The sudden and unstoppable rise of smartphone culture in China brought a lot of great things. We got WeChat, probably the world’s most advanced all-in-one social media/messenger platform. We got mobile payment and shared bikes, as well as the necessary infrastructure to support the country’s impressive e-commerce boom. We also got food delivery from every restaurant ever, for which we are exceedingly thankful.
But every positive development has its evil side — in China, the smartphone boom came part and parcel with a huge jump in smartphone addiction.
We wouldn’t say that lightly if it weren’t a well documented thing. In June, a 13-year-old jumped from his fourth story balcony after his father scolded him for spending hours on mobile game King of Glory instead of studying. In the hospital, the child demanded his father bring him his phone, so he could log back into the game. Also last year, a 21-year-old woman went blind in one eye, diagnosed with a Retinal Artery Occlusion after playing the game continuously for hours on end.

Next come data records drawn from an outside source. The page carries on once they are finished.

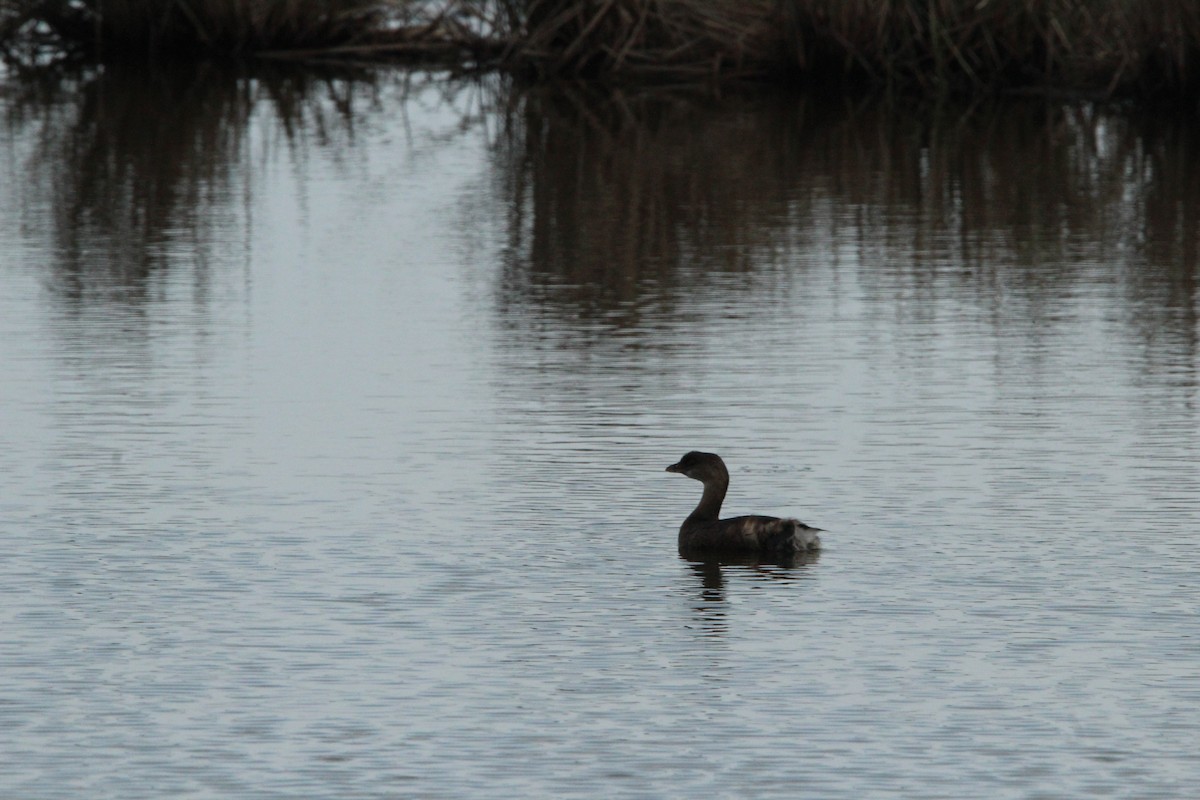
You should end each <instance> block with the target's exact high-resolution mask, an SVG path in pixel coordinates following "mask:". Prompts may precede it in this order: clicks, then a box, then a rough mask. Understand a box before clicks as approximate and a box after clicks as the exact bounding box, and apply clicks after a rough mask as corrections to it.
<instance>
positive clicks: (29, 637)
mask: <svg viewBox="0 0 1200 800" xmlns="http://www.w3.org/2000/svg"><path fill="white" fill-rule="evenodd" d="M180 97H185V98H187V102H174V103H172V102H168V101H170V100H172V98H175V100H176V101H178V100H179V98H180ZM2 102H4V107H5V108H4V113H5V119H6V125H5V127H4V130H2V133H0V142H2V143H4V146H2V152H4V158H2V161H0V164H2V166H0V169H2V173H0V187H2V188H0V287H2V291H0V374H2V375H4V379H2V381H0V392H2V395H0V408H2V413H4V426H2V433H0V475H2V476H4V493H2V495H0V531H2V537H4V539H2V553H4V557H2V559H0V595H2V597H0V630H2V631H4V633H2V637H0V676H2V681H0V685H2V690H0V753H2V754H4V762H5V769H4V770H2V772H0V794H2V795H5V796H38V798H122V799H128V798H160V796H194V798H205V796H212V798H228V796H239V798H293V796H294V798H463V796H470V798H488V796H494V798H510V796H554V798H572V796H580V798H594V796H656V798H658V796H661V798H677V796H678V798H684V796H697V795H701V794H703V795H706V796H722V798H740V796H756V798H770V796H787V798H793V796H822V798H872V796H877V798H895V796H906V798H960V796H962V795H964V793H968V794H974V795H979V796H989V798H1068V796H1078V798H1094V796H1138V798H1180V796H1186V795H1187V794H1188V793H1189V790H1190V788H1192V787H1193V786H1194V784H1195V782H1196V780H1198V778H1200V768H1198V762H1196V760H1195V758H1194V742H1195V741H1196V740H1198V736H1200V715H1198V714H1196V712H1198V710H1200V681H1198V678H1196V675H1198V672H1200V651H1198V650H1196V642H1195V636H1196V631H1198V622H1200V613H1198V610H1196V609H1198V608H1200V578H1198V575H1196V572H1195V570H1194V569H1193V564H1194V559H1195V554H1196V546H1198V539H1196V531H1198V530H1200V492H1198V489H1200V471H1198V467H1196V464H1198V456H1200V443H1198V435H1200V434H1198V419H1196V417H1198V413H1196V402H1198V390H1196V371H1198V366H1200V363H1198V344H1196V342H1198V326H1196V319H1198V318H1196V305H1198V297H1196V289H1195V287H1196V275H1198V271H1196V269H1198V267H1196V253H1198V247H1196V245H1198V240H1196V234H1195V233H1194V224H1193V222H1192V221H1194V219H1196V218H1200V213H1196V212H1198V198H1200V194H1198V193H1196V191H1195V163H1196V162H1195V154H1196V152H1198V151H1200V150H1198V148H1196V144H1198V143H1196V142H1195V140H1194V137H1195V133H1194V132H1192V131H1194V126H1190V127H1189V126H1188V125H1186V124H1178V125H1176V124H1174V122H1171V121H1169V120H1165V121H1164V120H1156V121H1151V122H1146V121H1139V120H1138V118H1132V116H1124V115H1121V114H1120V113H1117V112H1105V110H1099V109H1096V108H1092V107H1072V106H1067V107H1062V106H1057V104H1051V106H1043V104H1038V103H1027V104H1020V106H1009V107H1001V108H995V109H992V108H982V109H973V110H971V112H970V113H964V110H962V109H956V110H947V109H923V108H900V109H898V108H888V107H886V104H882V103H880V102H877V101H870V102H863V103H853V102H844V101H840V100H835V101H829V100H820V101H818V100H814V98H808V100H805V98H794V97H791V98H780V97H758V96H726V97H724V98H712V97H706V96H697V97H690V96H683V95H647V96H640V95H632V96H630V95H624V96H620V95H618V96H612V97H600V96H575V95H572V94H571V92H570V91H568V92H565V94H558V92H533V94H524V95H517V96H515V97H509V96H508V95H505V94H504V92H503V90H502V89H498V88H496V86H488V85H484V86H479V85H470V84H456V83H454V82H446V80H444V79H440V78H438V77H437V76H432V77H427V76H419V74H418V76H410V77H396V76H388V74H383V76H378V74H377V76H370V74H366V76H362V74H358V76H346V74H340V73H334V74H308V76H301V77H296V76H294V74H293V76H289V74H283V76H270V74H268V76H260V77H258V78H256V79H254V80H250V82H247V80H236V79H230V78H228V77H222V76H216V77H214V76H202V77H196V76H186V77H175V78H172V77H162V76H142V77H119V76H109V77H104V78H95V77H92V78H82V79H79V80H78V83H77V84H73V85H71V86H66V88H64V89H61V90H60V91H59V92H50V94H49V95H48V96H43V95H37V94H36V91H35V90H29V94H26V92H25V90H20V89H11V90H10V91H6V92H5V94H4V101H2ZM694 447H700V449H707V450H713V451H716V452H720V453H721V455H722V456H724V457H725V458H726V461H727V462H728V464H730V468H731V473H732V488H731V497H730V499H728V501H727V504H726V513H728V515H734V513H749V512H757V513H782V515H796V516H799V517H800V518H802V519H804V521H806V522H809V523H811V524H816V525H820V527H822V528H827V529H828V530H829V533H828V534H826V535H824V541H826V546H827V547H826V551H824V552H823V553H822V554H821V557H820V558H818V559H816V560H814V561H812V563H810V564H805V565H797V566H791V567H788V566H786V565H778V564H752V563H744V564H719V563H691V561H688V560H684V559H680V558H679V555H678V553H677V552H676V543H674V535H676V530H677V527H678V523H679V521H682V518H683V517H684V516H685V515H686V513H688V511H689V510H690V509H691V506H692V505H694V504H695V501H696V500H697V498H698V488H700V487H698V486H697V485H695V483H692V482H691V481H688V480H686V479H683V477H680V476H678V475H670V474H666V473H664V471H662V470H664V468H665V467H666V465H667V464H671V463H673V462H674V461H676V459H678V457H679V456H680V455H683V452H684V451H685V450H689V449H694Z"/></svg>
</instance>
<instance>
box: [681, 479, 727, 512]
mask: <svg viewBox="0 0 1200 800" xmlns="http://www.w3.org/2000/svg"><path fill="white" fill-rule="evenodd" d="M728 488H730V479H727V477H726V479H724V480H721V479H713V480H709V481H704V495H703V497H702V498H700V505H698V506H696V510H695V511H692V512H691V515H689V516H688V519H689V521H690V522H715V521H716V519H720V517H721V504H722V503H725V493H726V492H727V491H728Z"/></svg>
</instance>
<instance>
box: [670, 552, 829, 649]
mask: <svg viewBox="0 0 1200 800" xmlns="http://www.w3.org/2000/svg"><path fill="white" fill-rule="evenodd" d="M679 558H680V559H682V560H684V561H686V563H688V566H689V567H690V569H691V571H692V573H694V575H695V576H696V578H698V579H700V602H698V603H697V604H695V606H692V610H694V612H695V614H696V621H697V626H696V627H697V628H698V630H700V631H702V632H703V633H704V634H706V636H710V637H724V636H725V633H726V632H727V631H728V600H727V595H726V583H727V582H726V573H727V572H728V571H734V572H737V573H740V575H744V576H746V577H748V578H750V579H751V581H797V579H799V578H802V577H804V575H805V572H806V567H808V566H809V565H811V564H816V563H817V560H818V559H820V558H821V553H820V551H814V552H808V553H788V554H781V555H776V557H767V555H762V554H746V555H738V554H732V555H722V557H721V558H720V559H714V558H712V557H710V555H709V554H700V553H691V552H688V551H686V549H680V551H679Z"/></svg>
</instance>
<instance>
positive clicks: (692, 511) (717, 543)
mask: <svg viewBox="0 0 1200 800" xmlns="http://www.w3.org/2000/svg"><path fill="white" fill-rule="evenodd" d="M667 471H668V473H679V474H680V475H686V476H688V477H690V479H694V480H697V481H700V482H701V483H703V485H704V494H703V497H701V498H700V505H697V506H696V510H695V511H692V512H691V513H690V515H688V518H686V519H684V521H683V525H680V527H679V549H680V551H726V552H737V553H804V552H810V551H818V549H821V537H820V536H817V531H820V530H821V529H820V528H812V527H811V525H805V524H804V523H803V522H800V521H799V519H780V518H779V517H760V516H749V517H730V518H728V519H721V518H720V516H721V503H724V501H725V493H726V492H727V491H728V488H730V471H728V470H727V469H725V462H724V461H721V457H720V456H718V455H716V453H702V452H697V451H695V450H694V451H691V452H690V453H688V455H686V456H684V457H683V458H680V459H679V463H678V464H671V465H670V467H667Z"/></svg>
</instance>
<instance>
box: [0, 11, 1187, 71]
mask: <svg viewBox="0 0 1200 800" xmlns="http://www.w3.org/2000/svg"><path fill="white" fill-rule="evenodd" d="M47 31H49V34H50V35H52V36H53V37H55V38H56V40H58V41H60V42H65V43H68V44H67V47H71V44H70V43H74V47H76V49H78V50H82V52H85V53H88V54H90V55H97V54H98V55H102V56H106V58H113V56H115V55H119V54H126V53H136V54H139V55H140V54H144V53H146V52H149V53H156V54H180V53H186V54H196V53H206V54H211V53H220V54H234V55H244V54H251V53H263V52H266V50H270V52H272V53H274V54H276V55H278V54H281V53H288V54H292V55H306V56H307V55H317V54H324V55H337V54H347V53H349V54H354V55H355V56H360V58H390V56H409V58H415V59H422V60H430V59H437V60H439V61H443V62H445V61H450V62H456V64H457V65H458V66H463V67H487V68H503V70H508V71H512V72H517V73H521V74H526V76H532V77H534V78H539V79H540V78H550V77H564V76H569V77H588V78H600V79H610V80H612V79H617V80H625V79H631V80H660V82H680V80H696V79H709V78H718V79H730V78H769V77H778V78H787V79H794V78H797V77H799V78H802V79H806V80H812V82H817V80H820V82H822V83H830V82H836V80H845V79H850V80H864V82H868V83H872V84H884V85H892V86H899V88H917V89H922V90H926V91H944V90H949V91H970V92H974V91H979V90H988V91H997V90H1001V91H1048V90H1055V91H1057V90H1062V91H1072V92H1097V94H1112V92H1132V91H1141V92H1160V94H1186V92H1189V91H1193V90H1194V89H1195V88H1196V85H1198V84H1200V77H1198V61H1200V4H1196V2H1193V1H1190V0H1136V1H1135V0H180V1H178V2H169V4H163V2H161V1H157V2H156V1H152V0H0V47H6V48H7V49H8V50H10V52H11V50H12V42H13V41H17V40H19V38H20V37H22V36H23V35H24V36H26V37H28V36H31V35H35V36H46V35H47Z"/></svg>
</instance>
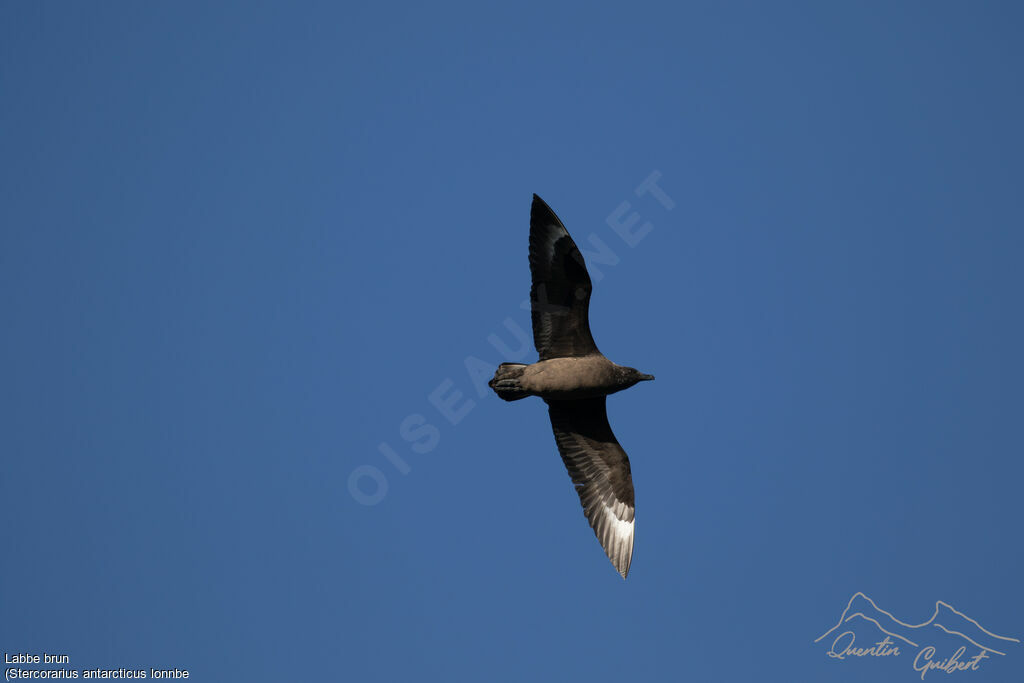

13-Year-Old Who Jumped Off Balcony Shines Light on Gaming Addiction Among Young Chinese
The rise of zhai nan (宅男) and zhai nü (宅女) — literally, home boy and home girl — is another manifestation of the smartphone lifestyle. The phrase refers to people whose lives revolve around phones and staying indoors — when you can get entertainment, food, sexual comfort, some degree of professional productivity, and social interaction all from your phone, getting up and going outside suddenly becomes a lot less attractive.
So in the wake of all this, China’s government has been letting loose a wave of decrees aiming to save people from their phones.
For one, short video platform Douyin just introduced an “anti-obsession” measure that alerts users when they’ve been spending too much time on it. The app is similar to musical.ly, and lets you perform an impressive range of edits to make your videos pop — basically, it just helps you take selfie videos. You can link them up to timing on songs, and emphasize cute hand gestures and kawaii facial expressions… basically all the video editing capabilities you’d need to entrance an audience of Chinese teenagers.
The app will cycle automatically, from one hypnotic six-second video to the next, without pause. It kind of did for short smartphone videos in China what Vine did overseas, but with the editing feature built-in.
A Douyin video compilation
Now though, when you watch selfie videos for 90 continuous minutes, the app will deliver a message, which we imagine probably says something like yo are you sure about this, bro? Once you’ve watched for two hours in one day, you’ll be automatically logged out, and need to log in again and do some serious self-evaluation before you continue. Live streaming and comments have also been disabled, though only temporarily while Douyin undergoes a mysterious “system upgrade.”
Tencent, too, has suspended the ability to play short-form videos in its WeChat and QQ messaging apps. Now, instead of playing right there inside the app, where the videos can easily sink their cybernetic teeth into the vulnerable attention spans of Chinese youth, they have to be pasted and clicked on as outside links. That’s like ten extra seconds! Ah yes, capitalizing on short attention spans as a means of discouraging involvement in short attention span-focused content. Quite ingenious.